Is there a good newsgroup for internet security (not involving viruses or malware)?
Until then, this is what I got when I logged into my bank account just now to check my balance:
"We're simplifying the way you sign in
You'll soon be able to sign in with one step by entering your Online ID and Passcode on the same page. SiteKey® the image you used to see before entering your Passcode is no longer part of the way you sign in to Online Banking.
This simpler sign-in will be introduced on our different sites before the end of the year.
To help ensure you're on the real Bank of America website before you sign in, check your browser address bar for:
www.bankofamerica.com Green text/shading Lock icon "
Of course that is the way it was originally, putting in the ID and password on the first page. That was it for the first few years.
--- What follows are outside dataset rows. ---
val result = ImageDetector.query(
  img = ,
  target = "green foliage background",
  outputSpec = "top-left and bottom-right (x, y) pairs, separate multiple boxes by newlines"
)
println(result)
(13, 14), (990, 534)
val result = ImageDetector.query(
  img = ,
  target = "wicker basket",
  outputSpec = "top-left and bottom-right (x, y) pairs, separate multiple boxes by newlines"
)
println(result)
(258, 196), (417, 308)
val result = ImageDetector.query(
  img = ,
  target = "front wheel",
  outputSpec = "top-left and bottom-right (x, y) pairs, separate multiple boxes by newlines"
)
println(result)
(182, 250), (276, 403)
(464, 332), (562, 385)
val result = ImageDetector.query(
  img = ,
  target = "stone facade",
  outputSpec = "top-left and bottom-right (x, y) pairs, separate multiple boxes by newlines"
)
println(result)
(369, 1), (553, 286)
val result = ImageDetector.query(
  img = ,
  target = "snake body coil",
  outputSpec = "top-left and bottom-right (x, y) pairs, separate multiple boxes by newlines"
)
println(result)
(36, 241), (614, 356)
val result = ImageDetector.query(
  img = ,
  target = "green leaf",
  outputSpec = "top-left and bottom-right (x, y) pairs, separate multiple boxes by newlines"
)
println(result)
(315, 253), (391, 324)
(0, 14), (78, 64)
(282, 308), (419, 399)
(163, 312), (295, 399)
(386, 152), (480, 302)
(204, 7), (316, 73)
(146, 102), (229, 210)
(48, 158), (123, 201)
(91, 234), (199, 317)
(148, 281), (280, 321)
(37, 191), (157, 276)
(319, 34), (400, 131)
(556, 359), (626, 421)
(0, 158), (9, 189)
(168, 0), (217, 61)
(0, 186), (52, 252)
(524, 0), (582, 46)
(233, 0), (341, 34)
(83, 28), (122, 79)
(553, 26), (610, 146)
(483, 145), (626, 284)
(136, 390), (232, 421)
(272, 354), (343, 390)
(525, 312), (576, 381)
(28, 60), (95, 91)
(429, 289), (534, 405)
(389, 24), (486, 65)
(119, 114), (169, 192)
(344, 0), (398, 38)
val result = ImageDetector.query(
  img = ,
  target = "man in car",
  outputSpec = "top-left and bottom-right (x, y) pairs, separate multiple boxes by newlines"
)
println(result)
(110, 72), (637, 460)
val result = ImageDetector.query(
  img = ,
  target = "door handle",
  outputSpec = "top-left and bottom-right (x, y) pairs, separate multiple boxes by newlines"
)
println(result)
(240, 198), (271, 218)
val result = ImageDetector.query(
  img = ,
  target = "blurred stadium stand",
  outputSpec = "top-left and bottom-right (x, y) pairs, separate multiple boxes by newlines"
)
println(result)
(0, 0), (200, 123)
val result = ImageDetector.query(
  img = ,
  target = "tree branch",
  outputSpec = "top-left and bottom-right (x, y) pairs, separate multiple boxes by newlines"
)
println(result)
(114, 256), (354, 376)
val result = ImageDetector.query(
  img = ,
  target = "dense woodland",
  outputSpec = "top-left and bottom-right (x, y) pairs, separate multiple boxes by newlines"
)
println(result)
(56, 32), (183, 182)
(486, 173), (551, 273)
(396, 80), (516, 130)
It was their idea to have a SiteKey in the first place, an image that they chose that I would see on the screen that showed me I was actually communicating with whom I thought I was, the bank**. Now they have 3 things, the list at the end above, but none of them are personalized for me. Anyone with an account would get these same three things and could duplicate them in a phony site (the existance of which, one which would intercept my attempt to get to them, was a concern when they came up with the SiteKey".
**Because no one else would know what they showed on my screen. Even if there were a key-logger on my computer, it wouldn't read what came in, iiuc, that is, the sitekey, the little sketch they showed me and maybe 1000th of their online customers. (That is, they had 1000 sketches, and if I didn't get the one I expected, I should stop what I was doing and not put in my password.)
Do you do online banking with other banks? Do they have something like the SiteKey, a password or picture they send to you, instead of the other way around, so that you know you're talking to them, in the same way they want a password from you so they know they're talking to you?